This life is wild though. And it is precious.
The Summer Day, by Mary Oliver
Who made the world?
Who made the swan, and the black bear?
Who made the grasshopper?
This grasshopper, I mean—
the one who has flung herself out of the grass,
the one who is eating sugar out of my hand,
who is moving her jaws back and forth instead of up and down—
who is gazing around with her enormous and complicated eyes.
Now she lifts her pale forearms and thoroughly washes her face.
Now she snaps her wings open, and floats away.
I don't know exactly what a prayer is.
I do know how to pay attention, how to fall down
into the grass, how to kneel down in the grass,
how to be idle and blessed, how to stroll through the fields,
which is what I have been doing all day.
Tell me, what else should I have done?
Doesn't everything die at last, and too soon?
Tell me, what is it you plan to do
with your one wild and precious life?
I am trying to live a little wilder. Our capacity for creativity, change and adventure is limitless – or so much broader than we imagine. And yet, habits make it acceptable or easy to clock in and clock out of our lives. Wilder is a little less safety and a little more not giving a f*ck (Mark Manson, I love your work)! What is bothering you most at 10:05am on a Tuesday? If you think you won’t care on your death bed, perhaps you shouldn’t care now.

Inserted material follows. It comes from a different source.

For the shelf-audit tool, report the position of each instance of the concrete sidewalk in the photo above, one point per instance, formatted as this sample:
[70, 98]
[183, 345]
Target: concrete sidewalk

And it is precious. A pumping heart, oxygenated blood, electrical brain; our health is particularly fragile and precious. Everything we know can be rocked in an instant. Sometimes the rocking is completely outside of our control. And while a lot of people hate ‘Ye, it is indeed true that YOLO.
These realizations about the plan I had for my life coupled with the new realization that it is indeed wild and precious make it pretty hard to get up and behave the same way I did before. If only I could have understood a dozen years ago. But it’s the kind of thing that comes acutely through empirical knowledge, more specifically: pain, loss, grief and suffering. And it’s equally hard to flip a switch in how we live from practicality to YOLO, but it’s important to try.
So where does this leave us? I’m no expert. But I can tell you that this birthday is a harbinger of change, the fact that I get to celebrate it is an immeasurable gift, and tomorrow will not be lived the same as yesterday. Idle and blessed. Hopefully a little wilder.